ABSTRACT

This study estimates the carbon storage potential of interbedded shales and carbonate rocks (cyclothems) in the Pennsylvanian Lansing and Kansas City groups (LKC) on the Cambridge arch in southwestern Nebraska. This effort is essential to the development of a CO2 storage strategy for the Integrated Midcontinent Stacked Carbon Storage Hub project as part of the Department of Energy–National Energy Technology Laboratory’s Carbon Storage Assurance Facility Enterprise initiative. We present a static earth (SE) model representing the 250-ft (76-m)-thick LKCs.
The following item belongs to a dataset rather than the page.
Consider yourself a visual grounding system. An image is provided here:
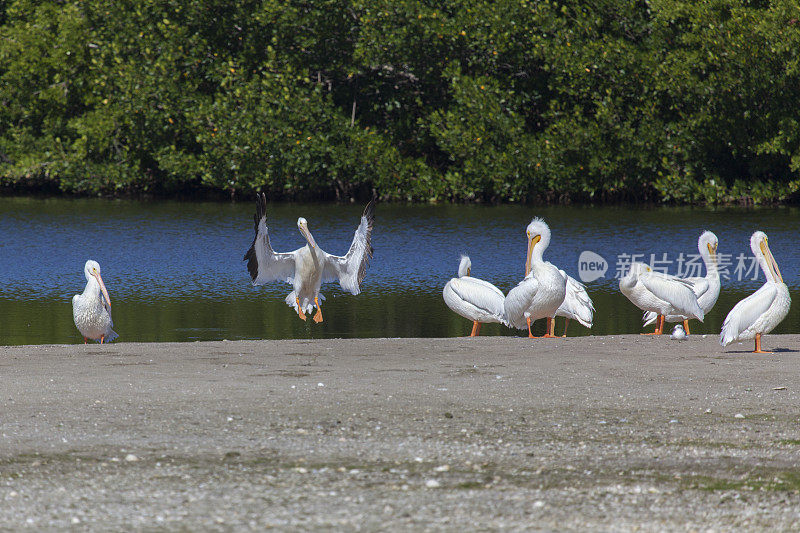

This model is based on vintage (mostly pre-1970) well logs from the Sleepy Hollow field (Red Willow County, Nebraska) as well as a new (June 2019) stratigraphic test well drilled expressly for the purpose of the present study. Interpretations of advanced petrophysical logs and cores from this new well were crucial ingredients in the development of the geologic framework for SE model development. Gamma-ray (GR) logs readily differentiate carbonate and mudstone units within the LKC, allowing the differentiation of three GR facies for use in a facies model. Carbonate rock units, which are composed of multiple textures, were correlated across the field. We capture the heterogeneity of these carbonates during petrophysical modeling using effective porosity logs along with Gaussian random function simulation conditioned by the three-dimensional facies model. The SE model was used in computing carbon storage estimates for each LKC carbonate zone over an area of 1 mi2. In total, supercritical CO2 storage is estimated at 602,157 t/mi2 (232,494 t/km2) when using a deterministic saline storage efficiency factor of 0.1.